Brussels, 28/09/2000 (Agence Europe) - The European Commission is to propose to the Council and to Parliament the use of the "flexibility instrument" for Serbia in 2001, declared a Commission spokesperson on Thursday. Once the situation has been "clarified" in Serbia, the Commission will propose using this instrument for a sum that has not yet been determined. In May, with its proposal of a multiannual programme (2000-2006) for the Balkans, the Commission had suggested devoting, in 2001, EUR 40 million for support to the democratic forces in Serbia, while specifying that it would propose using the flexibility instrument "if Serbia became democratic in 2001". The so-called flexibility instrument is a form of bonus for a maximum of EUR 200 million annually that may be used outside the strict spending ceilings set by the EU financial framework. Mobilisation of this instrument must be jointly decided by the two branches of the budgetary authority, Council and Parliament, on a proposal by the Commission.
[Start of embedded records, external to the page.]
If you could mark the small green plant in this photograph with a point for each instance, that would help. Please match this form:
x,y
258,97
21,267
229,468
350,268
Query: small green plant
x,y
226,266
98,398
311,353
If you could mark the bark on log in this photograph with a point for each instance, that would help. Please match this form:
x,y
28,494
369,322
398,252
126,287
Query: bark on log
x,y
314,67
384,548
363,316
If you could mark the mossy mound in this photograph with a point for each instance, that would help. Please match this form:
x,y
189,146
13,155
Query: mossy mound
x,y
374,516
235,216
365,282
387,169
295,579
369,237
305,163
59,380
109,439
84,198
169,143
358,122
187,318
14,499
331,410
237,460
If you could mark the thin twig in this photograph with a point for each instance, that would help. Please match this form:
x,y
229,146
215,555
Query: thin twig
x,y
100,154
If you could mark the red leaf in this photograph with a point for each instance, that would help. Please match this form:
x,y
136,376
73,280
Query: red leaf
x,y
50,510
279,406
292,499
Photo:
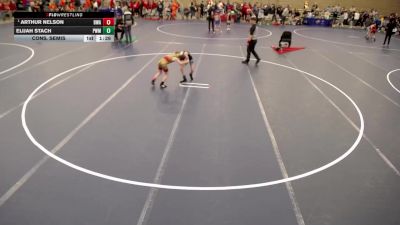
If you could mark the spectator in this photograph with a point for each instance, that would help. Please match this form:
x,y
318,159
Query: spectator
x,y
391,29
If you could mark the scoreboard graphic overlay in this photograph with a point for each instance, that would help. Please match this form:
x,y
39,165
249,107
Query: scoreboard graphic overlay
x,y
64,26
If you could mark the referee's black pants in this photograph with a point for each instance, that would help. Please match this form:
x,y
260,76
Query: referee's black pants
x,y
250,49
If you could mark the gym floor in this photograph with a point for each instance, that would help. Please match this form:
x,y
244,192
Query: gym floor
x,y
307,137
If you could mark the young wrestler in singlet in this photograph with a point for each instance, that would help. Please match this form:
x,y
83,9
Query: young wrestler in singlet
x,y
178,57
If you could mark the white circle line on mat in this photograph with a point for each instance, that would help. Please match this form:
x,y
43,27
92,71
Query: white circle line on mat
x,y
194,188
204,38
390,82
23,62
296,31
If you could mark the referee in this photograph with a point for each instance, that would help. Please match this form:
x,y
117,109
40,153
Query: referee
x,y
252,41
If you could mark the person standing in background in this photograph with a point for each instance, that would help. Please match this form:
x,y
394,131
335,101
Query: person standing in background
x,y
252,41
210,16
390,30
128,22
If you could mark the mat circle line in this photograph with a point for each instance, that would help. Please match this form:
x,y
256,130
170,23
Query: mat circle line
x,y
194,188
205,38
390,82
23,62
338,42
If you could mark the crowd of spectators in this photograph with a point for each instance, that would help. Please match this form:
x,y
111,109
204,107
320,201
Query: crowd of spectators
x,y
171,9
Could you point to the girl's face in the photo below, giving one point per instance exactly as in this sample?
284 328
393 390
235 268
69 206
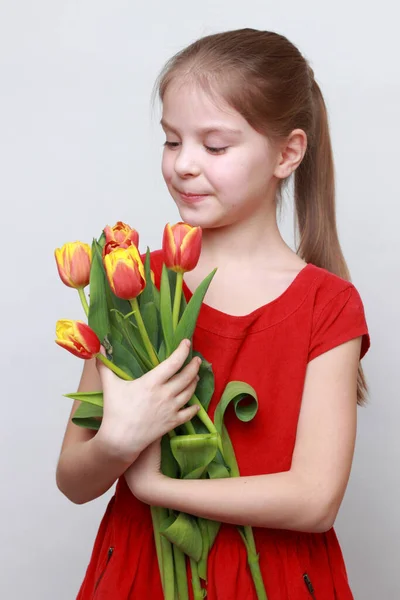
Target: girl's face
217 168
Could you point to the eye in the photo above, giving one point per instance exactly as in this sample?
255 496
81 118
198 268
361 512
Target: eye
217 150
171 144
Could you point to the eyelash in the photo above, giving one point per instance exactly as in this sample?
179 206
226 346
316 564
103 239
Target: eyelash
212 150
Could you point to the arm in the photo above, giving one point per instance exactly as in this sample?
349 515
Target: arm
86 469
308 496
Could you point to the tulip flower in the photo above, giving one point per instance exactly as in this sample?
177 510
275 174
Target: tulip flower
73 264
78 338
181 247
125 272
122 235
126 275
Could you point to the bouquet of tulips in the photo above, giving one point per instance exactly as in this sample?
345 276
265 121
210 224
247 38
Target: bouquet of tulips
139 326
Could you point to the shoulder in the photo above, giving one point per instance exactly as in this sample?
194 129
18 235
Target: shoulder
338 312
331 288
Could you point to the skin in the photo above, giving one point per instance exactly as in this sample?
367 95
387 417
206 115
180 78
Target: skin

Budget 2001 is being discussed by the Council and Parliament (see EUROPE of 27 September, p.9). The Parliament's Committee on Budgets, which met on Tuesday and Wednesday to elaborate the position to be submitted to the EP for its first reading of the draft budget end October, discussed aid to Serbia without coming to any fixed position as no agreement was reached. The parliamentary committee called for several of its representatives to meet the Council and the Commission next week, for a "trilogue", in order to discuss this question. The date of the three-way discussion has not been set, and it is not certain it will be held next week.
The possibility of using the flexibility instrument for Serbia will be discussed all the more as the position of the EP budgetary committee is, for the time being, to use this instrument as a whole, in 2001, to eliminate the cut of EUR 150 million operated by the Council in the Meda programme for cooperation with Mediterranean countries, and for some other measures. The budgetary committee has in fact adopted the proposal made along these lines by its rapporteur, Jutta Haug. The European Commission plans to propose using the flexibility instrument for Serbia, as it had suggested in May, and excludes using it for Media. Such is the response that the Commission gives for now to the claim made by the EP.
Furthermore, the budgets committee largely followed during its meeting on Tuesday and Wednesday the proposals made by its rapporteur for the 2001 budget as a whole (see above-mentioned EUROPE). The Committee on Budgets should therefore, and above all, invite the plenary to place in reserve, under certain conditions, the 400 new posts requested by the Commission, and to also place in reserve 700 million from the Heading 4-External Policy, also in the form of a guarantee for reform.